Les résultats : les résultats attendus de ce projet comprennent :

  • le renforcement de la capacité de suivi et d’analyse des données sur les accidents de la circulation,
  • le renforcement de la capacité à mettre en œuvre des stratégies de sécurité routière,
  • le renforcement de la capacité à aborder les problèmes de sécurité en motocyclette,
  • l’amélioration de la capacité de contrôle de la police routière,
  • la constitution d’une source de projets de sécurité routière et
  • la diffusion publique des produits de connaissances.

La page Internet de la Banque asiatique de Développement offre plus de détail : http://adb.org/projects/details?page=details&proj_id=43080-012 .

Source : Banque asiatique de Développement

 

Renforcer la capacité par des projets de démonstration

Établir des stratégies et plans d’investissement et des objectifs pour la sécurité routière est une tâche complexe, qui requiert la connaissance des risques existants, la compréhension de ce qui est faisable, et la capacité de gérer efficacement les processus nécessaires de changement au sein des agences pour intégrer les activités de sécurité routière.

Comme recommandé au chapitre 3.2.2, pour les PRFI, la première étape de leur activité dans le domaine de la sécurité routière (la phase de mise en place de l’investissement) sera de préparer des projets de démonstration, au lieu de s’embarquer dans d’ambitieux plans nationaux d’amélioration de la sécurité routière et d’établir des objectifs « idéaux », qui sont plus appropriés à moyen terme pour la phase de croissance de l’investissement.
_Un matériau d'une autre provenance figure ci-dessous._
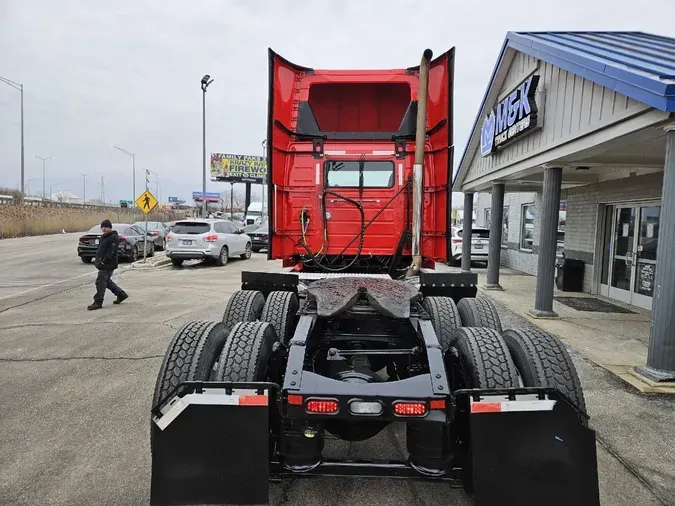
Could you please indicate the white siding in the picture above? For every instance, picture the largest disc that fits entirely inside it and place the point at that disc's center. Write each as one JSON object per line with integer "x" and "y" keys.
{"x": 573, "y": 107}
Les PRFIs devront activement acquérir des connaissances et une capacité de gestion leur permettant de concrétiser ces projets et de les étendre à plus large échelle dans tout le pays. Cette expérience développera progressivement la capacité nécessaire à l’établissement des objectifs ultérieurs et le soutien aux stratégies et plans.

L’utilisation de projets adéquats de démonstration par les PRFI est examinée en détail au chapitre 6.5.3.
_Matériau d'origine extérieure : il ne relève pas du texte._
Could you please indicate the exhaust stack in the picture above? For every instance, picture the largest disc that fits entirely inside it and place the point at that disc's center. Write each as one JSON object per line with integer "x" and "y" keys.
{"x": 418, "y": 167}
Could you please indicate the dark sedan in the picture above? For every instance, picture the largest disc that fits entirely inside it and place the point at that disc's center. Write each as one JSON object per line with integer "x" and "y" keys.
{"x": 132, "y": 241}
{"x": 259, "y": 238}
Il est important de noter que les projets de démonstration doivent être soigneusement adaptés au contexte de chaque pays. Même si ces projets vont générer de l’expertise, il est essentiel de préparer un programme continu d’actions ultérieures en fonction de la capacité de chaque pays. De cette manière, une « capacité permanente » peut être générée en vue d’améliorer la sécurité routière.
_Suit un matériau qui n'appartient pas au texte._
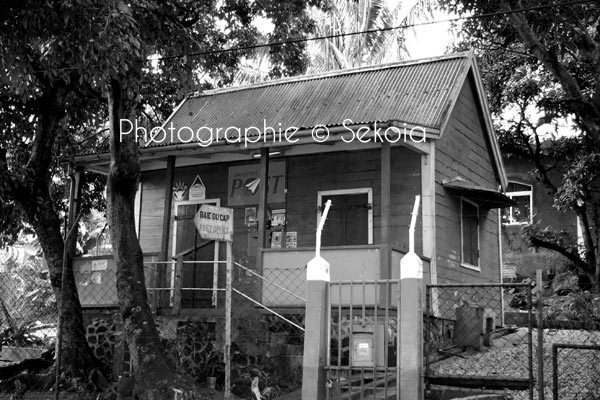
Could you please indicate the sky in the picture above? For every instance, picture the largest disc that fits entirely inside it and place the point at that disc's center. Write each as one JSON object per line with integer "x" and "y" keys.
{"x": 423, "y": 41}
{"x": 429, "y": 40}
Pour les PRE, la réalisation, impliquant toutes les agences de sécurité routière, de projets de démonstration testant des traitements novateurs peut être aussi une manière efficace de préparer un déploiement plus large. Elle peut aider à renforcer la capacité et la direction institutionnelles, au partage de connaissances et à l’établissement de partenariats pour agir. Les projets de cette nature offrent une opportunité ciblée, par exemple, de tester et d’intégrer les approches du Système Sûr dans de nouvelles stratégies et dans les pratiques des agences de sécurité routière.